Le jeune danseur de 22 ans, de Grenade, faisait à Béziers ses premiers pas en France.
"Dans sa loge, il était calme, presque enfantin. Sur scène, il prend dix ans de plus, on a l'impression qu'il va dévorer le monde, il y a en lui une espèce de violence artistique!" Quand on lui demande ce qui élève un danseur de flamenco au-dessus de ses pairs, Jose Guillen parle de l'impalpable: "En plus de la technique, de l'élégance, du corps, il y a cette part de spiritualité. Lundi soir, nous avons vécu un moment très rare." Qui le conforte dans son credo: "Cela prouve qu'il n'est pas utile de déployer des moyens pharaoniques et d'exposer un budget; il faut revenir à ce que le flamenco n'aurait jamais dû cesser d'être, plutôt que ces spectacles "dinosaures" multipliant les chanteurs et les danseurs." Jose Guillen regrette la frilosité des théâtres: "Qui tournent tous avec un catalogue d'une dizaine d'artistes, toujours les mêmes, et qu'on est lassé de voir même s'ils se révèlent excellents." Le président de l'association Amapola préfère l'audace: "Il faut oser engager des artistes moins connus."

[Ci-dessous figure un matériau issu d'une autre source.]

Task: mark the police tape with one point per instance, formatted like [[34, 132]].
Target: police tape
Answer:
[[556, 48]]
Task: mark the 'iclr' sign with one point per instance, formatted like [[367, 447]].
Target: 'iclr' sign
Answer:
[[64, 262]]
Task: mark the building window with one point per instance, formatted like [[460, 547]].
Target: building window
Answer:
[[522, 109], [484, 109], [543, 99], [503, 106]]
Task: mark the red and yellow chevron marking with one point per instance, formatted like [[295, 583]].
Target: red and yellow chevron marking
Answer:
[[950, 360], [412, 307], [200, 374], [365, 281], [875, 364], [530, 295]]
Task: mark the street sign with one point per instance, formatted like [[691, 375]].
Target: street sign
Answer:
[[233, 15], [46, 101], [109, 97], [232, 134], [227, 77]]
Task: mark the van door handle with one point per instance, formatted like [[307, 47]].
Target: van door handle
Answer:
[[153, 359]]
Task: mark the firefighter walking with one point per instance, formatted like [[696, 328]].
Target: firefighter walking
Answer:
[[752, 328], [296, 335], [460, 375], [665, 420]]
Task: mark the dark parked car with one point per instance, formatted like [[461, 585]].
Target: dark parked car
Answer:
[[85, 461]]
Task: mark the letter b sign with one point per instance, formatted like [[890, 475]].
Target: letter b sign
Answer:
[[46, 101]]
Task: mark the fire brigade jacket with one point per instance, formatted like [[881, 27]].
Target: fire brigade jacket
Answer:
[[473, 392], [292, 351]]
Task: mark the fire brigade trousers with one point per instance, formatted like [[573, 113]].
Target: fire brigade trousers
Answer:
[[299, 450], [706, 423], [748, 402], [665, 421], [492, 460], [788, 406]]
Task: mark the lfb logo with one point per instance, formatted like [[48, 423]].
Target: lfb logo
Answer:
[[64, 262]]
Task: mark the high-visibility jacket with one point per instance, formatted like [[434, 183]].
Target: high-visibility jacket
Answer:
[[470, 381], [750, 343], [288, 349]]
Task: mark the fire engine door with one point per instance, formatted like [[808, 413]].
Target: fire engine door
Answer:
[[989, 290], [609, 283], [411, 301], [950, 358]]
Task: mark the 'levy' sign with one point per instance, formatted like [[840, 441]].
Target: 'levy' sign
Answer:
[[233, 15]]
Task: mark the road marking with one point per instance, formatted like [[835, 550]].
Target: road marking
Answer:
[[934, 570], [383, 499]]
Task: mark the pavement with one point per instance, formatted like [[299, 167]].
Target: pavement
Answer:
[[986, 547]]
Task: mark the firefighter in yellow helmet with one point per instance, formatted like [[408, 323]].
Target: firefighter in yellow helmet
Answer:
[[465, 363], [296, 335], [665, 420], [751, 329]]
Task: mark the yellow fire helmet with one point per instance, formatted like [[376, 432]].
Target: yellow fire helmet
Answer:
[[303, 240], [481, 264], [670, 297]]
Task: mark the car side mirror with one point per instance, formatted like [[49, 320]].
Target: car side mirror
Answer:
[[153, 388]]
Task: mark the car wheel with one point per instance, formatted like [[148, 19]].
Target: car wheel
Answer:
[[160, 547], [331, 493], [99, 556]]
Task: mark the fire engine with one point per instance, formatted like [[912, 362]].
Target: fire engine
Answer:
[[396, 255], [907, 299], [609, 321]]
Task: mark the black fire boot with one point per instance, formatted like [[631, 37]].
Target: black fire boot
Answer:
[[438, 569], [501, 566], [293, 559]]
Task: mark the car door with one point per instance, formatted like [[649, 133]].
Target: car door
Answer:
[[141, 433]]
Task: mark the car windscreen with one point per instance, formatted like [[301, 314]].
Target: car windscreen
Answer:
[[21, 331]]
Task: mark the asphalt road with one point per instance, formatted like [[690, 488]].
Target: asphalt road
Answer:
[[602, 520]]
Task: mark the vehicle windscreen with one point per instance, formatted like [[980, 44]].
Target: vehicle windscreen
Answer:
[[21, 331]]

     Après le spectacle, Ivan Vargas Heredia a retrouvé sa bouille d'enfant, les yeux bouffis de fatigue après cette longue journée débutée à 5 heures dans son quartier du Sacramonte. A deux heures du matin, le jeune homme reprenait la route. Vers d'autres scènes de grâce. "Il plisse les yeux, lève les bras et la transfiguration commence", souffle Jose Guillen.